Kicking Horse Pass
Continental Divide, Banff / Yoho
A pass on the Continental Divide between Banff National Park and Yoho National Park, crossed by the Trans-Canada Highway and the Canadian Pacific Railway. Designated a National Historic Site.
Hector’s crossing. Sir James Hector of the Palliser Expedition became the first European to cross the pass in August 1858. While recovering a stray horse near the junction of the Beaverfoot and Kicking Horse rivers (at Wapta Falls), Hector was kicked in the chest and knocked unconscious for hours; his men presumed him dead and dug a grave before he revived. The river and pass were named “Kicking Horse” for the incident. Hector continued up the valley and crossed the Divide; the first of his crossings that would stitch together the Bow headwaters, Vermilion, Kootenay, and Columbia systems for European science.

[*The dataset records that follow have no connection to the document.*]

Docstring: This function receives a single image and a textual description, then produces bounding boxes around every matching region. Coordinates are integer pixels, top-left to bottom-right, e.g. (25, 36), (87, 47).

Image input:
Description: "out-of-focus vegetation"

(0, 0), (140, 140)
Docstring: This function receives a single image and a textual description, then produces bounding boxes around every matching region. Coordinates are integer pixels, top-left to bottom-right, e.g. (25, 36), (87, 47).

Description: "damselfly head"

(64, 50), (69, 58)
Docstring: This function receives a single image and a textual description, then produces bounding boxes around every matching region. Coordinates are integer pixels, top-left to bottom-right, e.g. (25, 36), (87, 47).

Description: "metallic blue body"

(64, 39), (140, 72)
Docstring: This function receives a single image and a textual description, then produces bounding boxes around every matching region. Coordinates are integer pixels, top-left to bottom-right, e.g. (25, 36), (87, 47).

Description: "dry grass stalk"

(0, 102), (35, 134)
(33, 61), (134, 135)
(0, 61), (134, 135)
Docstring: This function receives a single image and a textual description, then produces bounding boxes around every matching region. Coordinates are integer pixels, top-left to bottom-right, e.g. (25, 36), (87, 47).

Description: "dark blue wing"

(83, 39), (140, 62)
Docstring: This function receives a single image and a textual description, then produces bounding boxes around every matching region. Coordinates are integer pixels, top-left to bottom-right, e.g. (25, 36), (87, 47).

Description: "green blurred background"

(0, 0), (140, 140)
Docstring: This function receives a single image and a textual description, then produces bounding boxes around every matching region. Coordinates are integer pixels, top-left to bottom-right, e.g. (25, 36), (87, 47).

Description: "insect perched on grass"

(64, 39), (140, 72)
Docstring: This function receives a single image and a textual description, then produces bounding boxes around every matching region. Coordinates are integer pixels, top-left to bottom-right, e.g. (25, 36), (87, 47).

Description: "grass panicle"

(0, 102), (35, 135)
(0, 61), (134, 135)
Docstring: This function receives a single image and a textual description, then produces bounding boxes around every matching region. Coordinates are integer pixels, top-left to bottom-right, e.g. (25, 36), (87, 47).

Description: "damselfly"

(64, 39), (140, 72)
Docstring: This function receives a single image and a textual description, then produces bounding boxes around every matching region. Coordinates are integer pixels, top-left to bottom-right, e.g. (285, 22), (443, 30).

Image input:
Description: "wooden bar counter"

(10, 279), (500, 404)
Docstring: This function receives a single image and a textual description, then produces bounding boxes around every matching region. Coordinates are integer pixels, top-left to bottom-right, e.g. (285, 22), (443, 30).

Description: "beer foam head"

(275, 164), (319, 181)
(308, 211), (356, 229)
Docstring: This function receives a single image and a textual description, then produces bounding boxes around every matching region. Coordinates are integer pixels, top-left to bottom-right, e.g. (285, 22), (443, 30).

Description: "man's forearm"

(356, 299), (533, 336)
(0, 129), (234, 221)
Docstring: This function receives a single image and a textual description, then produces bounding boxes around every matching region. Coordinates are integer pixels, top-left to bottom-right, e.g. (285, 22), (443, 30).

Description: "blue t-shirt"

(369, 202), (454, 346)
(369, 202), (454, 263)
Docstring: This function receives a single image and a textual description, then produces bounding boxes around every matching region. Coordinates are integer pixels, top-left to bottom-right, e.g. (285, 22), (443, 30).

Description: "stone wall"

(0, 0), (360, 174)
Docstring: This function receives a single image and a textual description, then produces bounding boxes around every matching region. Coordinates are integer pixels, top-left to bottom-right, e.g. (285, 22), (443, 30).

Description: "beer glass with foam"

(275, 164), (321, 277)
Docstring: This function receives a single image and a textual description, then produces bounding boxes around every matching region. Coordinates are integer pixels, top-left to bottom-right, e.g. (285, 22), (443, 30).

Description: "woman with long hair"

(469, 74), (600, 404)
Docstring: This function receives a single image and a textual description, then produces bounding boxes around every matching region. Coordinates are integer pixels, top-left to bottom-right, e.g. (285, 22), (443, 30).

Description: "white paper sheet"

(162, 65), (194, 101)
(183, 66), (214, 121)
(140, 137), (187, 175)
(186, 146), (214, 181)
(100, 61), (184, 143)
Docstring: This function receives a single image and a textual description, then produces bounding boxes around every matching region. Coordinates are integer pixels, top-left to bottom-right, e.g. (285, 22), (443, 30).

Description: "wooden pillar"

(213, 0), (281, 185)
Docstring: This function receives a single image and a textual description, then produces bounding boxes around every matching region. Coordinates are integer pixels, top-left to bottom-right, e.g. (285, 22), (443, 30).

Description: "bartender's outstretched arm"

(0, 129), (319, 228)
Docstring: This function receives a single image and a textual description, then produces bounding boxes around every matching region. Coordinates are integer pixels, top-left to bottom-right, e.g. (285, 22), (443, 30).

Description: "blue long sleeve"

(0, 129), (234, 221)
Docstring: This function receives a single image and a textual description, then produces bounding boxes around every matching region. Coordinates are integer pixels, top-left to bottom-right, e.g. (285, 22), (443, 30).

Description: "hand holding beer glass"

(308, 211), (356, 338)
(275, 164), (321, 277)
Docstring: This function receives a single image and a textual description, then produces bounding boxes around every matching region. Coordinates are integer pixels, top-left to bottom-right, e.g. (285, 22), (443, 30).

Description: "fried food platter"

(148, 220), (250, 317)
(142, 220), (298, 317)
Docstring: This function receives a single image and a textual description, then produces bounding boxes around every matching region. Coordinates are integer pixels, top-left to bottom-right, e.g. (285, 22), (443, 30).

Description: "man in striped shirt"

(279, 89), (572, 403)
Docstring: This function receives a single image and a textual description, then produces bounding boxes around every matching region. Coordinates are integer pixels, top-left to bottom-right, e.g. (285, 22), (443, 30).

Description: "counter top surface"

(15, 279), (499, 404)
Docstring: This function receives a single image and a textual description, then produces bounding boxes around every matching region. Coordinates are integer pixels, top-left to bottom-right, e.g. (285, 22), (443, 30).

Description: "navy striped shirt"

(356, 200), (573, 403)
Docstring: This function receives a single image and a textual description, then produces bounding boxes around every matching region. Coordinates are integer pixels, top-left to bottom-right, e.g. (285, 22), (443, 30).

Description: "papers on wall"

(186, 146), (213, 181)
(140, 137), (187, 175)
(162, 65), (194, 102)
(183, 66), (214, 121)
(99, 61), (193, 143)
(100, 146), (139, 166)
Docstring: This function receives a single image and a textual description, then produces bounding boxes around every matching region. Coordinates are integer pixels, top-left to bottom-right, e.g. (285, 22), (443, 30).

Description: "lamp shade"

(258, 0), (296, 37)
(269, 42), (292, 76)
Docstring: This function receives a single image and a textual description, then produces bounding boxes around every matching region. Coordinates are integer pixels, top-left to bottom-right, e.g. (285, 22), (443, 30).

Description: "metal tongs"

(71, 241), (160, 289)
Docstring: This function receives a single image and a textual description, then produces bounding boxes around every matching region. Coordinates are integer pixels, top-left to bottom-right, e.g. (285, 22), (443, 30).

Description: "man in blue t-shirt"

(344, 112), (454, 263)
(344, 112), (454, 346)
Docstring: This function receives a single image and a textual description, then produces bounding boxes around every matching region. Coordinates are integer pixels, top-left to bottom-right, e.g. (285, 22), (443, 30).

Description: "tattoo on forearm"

CPR and Spiral Tunnels. William Van Horne chose the Kicking Horse route over the Yellowhead; Major A.B. Rogers engineered the line and approved the grade. The “Big Hill” (4.5% grade) between Wapta Lake and Field was the steepest main-line grade in North America; runaways frequent, the first construction train crashed killing three workers. The Spiral Tunnels (J.E. Schwitzer, 1909) loop track inside Cathedral Mountain and Mount Ogden, reducing the grade to 2.2%. The pass remains a critical transport corridor. Hector Station and the Great Divide Lodge (former West Louise Lodge) mark the summit near Wapta Lake. Mount Stephen; with its Burgess Shale fossil beds; towers over Field at the west end. Viewpoints for the Spiral Tunnels on the Trans-Canada and Yoho Valley Road.